A graduate of Lo-Ellen Park Secondary School, with sights set on an NCAA Division I scholarship, MacLean opted to accept the invitation to join the Parkland College Cobras in Champagne (Illinois) last year, when the top-end schools were still sitting on the fence in assessing his talent on the links.
Less than a year into his two year commitment with the Division II junior college, MacLean would receive the call he had hoped for, accepting an offer with the Bowling Green State Falcons of the Mid-American Conference, an NCAA Division I university located in Bowling Green, Ohio.
The Sudbury native had initially gotten some attention courtesy of a series of Florida tournaments, which had Bowling Green head coach John Powers at least kicking the tires. "When I decided to go to Parkland, I kept in touch with him," said MacLean last week. "Getting off to a hot start here, it helped me stay on their radar."
"And then another good start this fall season, winning my first event, kind of set everything in stone, which was pretty stress relieving."
The arrival of MacLean, next September, will actually double the local content for the Ohio-based school, with Lockerby Composite graduate Ward Kyle currently in year three of his career with the Falcons. "It just kind of felt like home," said MacLean. "The minute I stepped on campus, it felt like the right fit."
"And the team, I think, is going to be exceptional next year, with four seniors. I wanted to be on a team which could compete, especially with the MAC," he added. In fact, MacLean arrives with somewhat different credentials, and clearly different expectations, than a standard freshman. This was made abundantly clear in the media release of his signing issued at Bowling Green.
"Evan brings some great experience to our team with college reps under his belt already," noted coach Powers. "He knows how to go low and has been in contention quite a bit at Parkland. Evan is a very motivated person who has kept improving at every stage of his career." The potential that lies within is not lost at all on the well-spoken young man.
"It's more on the mental side, that's going to be the main factor for me," said MacLean. "Just realizing that I am at a much higher level than I was before, I need to take my mental game to the next level as well.

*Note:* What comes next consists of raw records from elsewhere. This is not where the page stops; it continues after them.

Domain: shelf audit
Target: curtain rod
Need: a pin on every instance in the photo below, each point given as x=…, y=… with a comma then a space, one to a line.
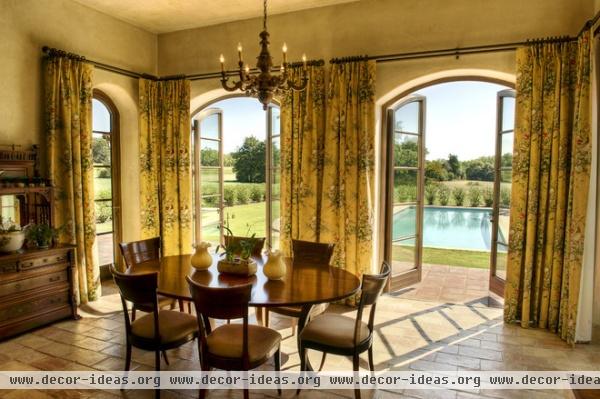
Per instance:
x=456, y=52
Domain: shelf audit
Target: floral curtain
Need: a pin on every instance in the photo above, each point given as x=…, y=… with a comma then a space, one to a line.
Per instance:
x=302, y=138
x=165, y=174
x=551, y=172
x=348, y=166
x=68, y=106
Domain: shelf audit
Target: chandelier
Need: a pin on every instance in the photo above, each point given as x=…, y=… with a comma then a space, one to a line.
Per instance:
x=265, y=84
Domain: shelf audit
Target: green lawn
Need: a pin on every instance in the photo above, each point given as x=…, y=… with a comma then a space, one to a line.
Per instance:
x=451, y=257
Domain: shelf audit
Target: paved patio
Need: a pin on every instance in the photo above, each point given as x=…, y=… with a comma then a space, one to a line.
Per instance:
x=410, y=335
x=452, y=284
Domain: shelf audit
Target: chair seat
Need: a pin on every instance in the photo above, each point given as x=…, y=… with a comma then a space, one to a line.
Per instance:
x=334, y=330
x=173, y=326
x=292, y=311
x=226, y=341
x=163, y=301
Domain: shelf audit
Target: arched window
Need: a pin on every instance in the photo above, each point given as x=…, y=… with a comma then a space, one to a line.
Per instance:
x=236, y=150
x=105, y=151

That's the one thing holding me back right now." Thankfully, there is a life-long sounding board still very much in the picture.
"Obviously, my parents helped me get to where I am right now, but I think the main person has been my grandpa on my mom's side (John Okell)," MacLean stated. "He watched me grow up and play the game my whole life. He was on the range with me when I was five, and he's on the range with me now."
"Having him there really helps - I pretty much talk to him after every round."
Perhaps every single member of the Lo-Ellen Park Prep basketball team also has just such a confidant(e). With an entire roster whose vision for the future involves post-secondary hoops, the Knights are where they need to be, competing within the ultra-competitive Ontario Scholastic Basketball Association.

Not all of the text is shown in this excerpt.